Patchett in general has this problem, as it was manifest in The Magician's Assistant as well: she has characters doing unconventional things, like choosing to live with a man who will never love you back, or taking off to become a taciturn cook for the rest of your life, but without providing the slightest inkling of motivation for these actions. It's as if she believes that the actions are already so interesting as to be sufficient material for a story, apparently without realizing that actions that have no seeming motivation are not interesting, but merely confusing. Maybe it's the postmodern addiction to quirkiness playing itself out here, but in that case the quirks are taken too seriously to be either charming or ironic, and those are the only legitimate purposes that quirkiness serves.
And now we come to The Game by A.S. Byatt. Yes, it's an early work, but it's been reprinted in a beautiful Vintage edition, and besides--it's A.S. Byatt, rendering it Great Contemporary Literature almost by default. But, as Nicole Krauss would so stylistically say: and yet. This is essentially a Tale of Two Beeyotches that masquerades as a profound meditation on illusion and self-deception. Or rather, it is a meditation on those things, but it is not particularly profound.

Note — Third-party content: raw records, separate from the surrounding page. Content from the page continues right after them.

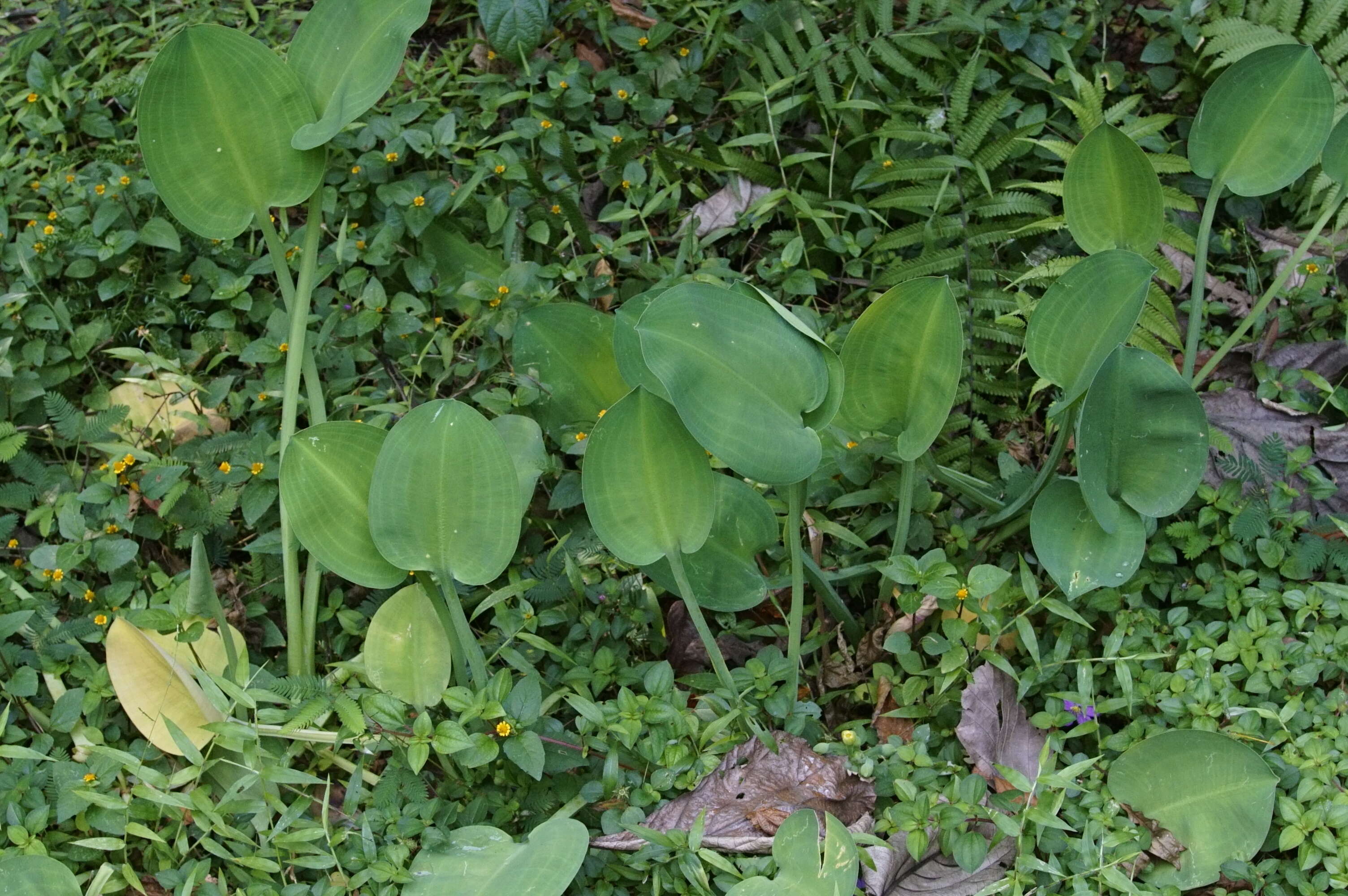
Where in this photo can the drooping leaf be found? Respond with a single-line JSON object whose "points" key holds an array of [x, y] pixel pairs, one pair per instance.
{"points": [[347, 53], [1264, 122], [407, 650], [754, 790], [649, 488], [216, 116], [486, 860], [568, 348], [902, 363], [1142, 438], [1084, 316], [723, 573], [1075, 550], [445, 496], [525, 442], [151, 686], [325, 488], [1215, 794], [740, 376], [1111, 194]]}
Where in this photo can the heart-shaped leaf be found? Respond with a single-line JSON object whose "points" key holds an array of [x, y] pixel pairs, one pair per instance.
{"points": [[1142, 438], [216, 116], [153, 686], [347, 53], [722, 573], [1264, 122], [325, 488], [1084, 316], [1075, 550], [568, 348], [1111, 194], [742, 378], [445, 496], [649, 488], [486, 860], [902, 364], [407, 650], [1215, 794]]}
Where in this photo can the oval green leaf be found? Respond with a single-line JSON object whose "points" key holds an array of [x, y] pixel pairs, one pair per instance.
{"points": [[1142, 438], [649, 488], [722, 573], [1111, 194], [1075, 550], [325, 488], [1084, 316], [347, 53], [445, 496], [486, 860], [406, 649], [742, 378], [902, 363], [1215, 794], [568, 348], [216, 116], [1264, 122]]}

The two sisters around whom the story revolves are both self-involved, but one is a frustrated, passionate academic while the other is a status-seeking, self-deceiving, shallow writer of self-centered potboilers. Guess which one has Byatt's sympathy. But both of them are types, intellectual constructs meant to aid the author in her cool, delicately written exploration of her chosen themes. The language is convoluted, the novel peppered with philosophical ponderings, yet in the end--who gives a damn? Why the game is even mentioned, let alone the title of the novel, is purely a symbolic conceit; the game is never fleshed out enough to be plausible as the catalyst of so much pain and dysfunction. The book is old enough that the television is used as a representation of the power of illusion, rather than being a simple fact of life. Everything in the book is a carefully chosen symbol, all the conversations are meant to contribute to the themes.
This is not necessarily a bad thing in itself, but in this particular case, the subject matter is simply not as deep as the author seems to think. What is real? How much of our lives are preoccupied with illusion, and can illusion wreck a human life? Interesting question. I'd rather watch the Matrix again, though, than slog through this arched-eyebrow, pretentious and repetitive contribution, which says a great deal but doesn't convey any genuinely powerful ideas.
Does that make me anti-intellectual? I'm sure some would say so. In my opinion, though, such cool discussion actually evades real discussion; the words are an intricate web of craft without substance or daring. Powerful art must come from the gut as well as from the mind; it is that synthesis which makes it art rather than academia or philosophy. Pure gut, and you get a Mary Higgins Clark or Danielle Steel; but pure mind, on the other end of the spectrum, is bloodless and without impact. Meat and wine can each be enjoyed separately; but put them together and you have a meal, and at last--true satisfaction.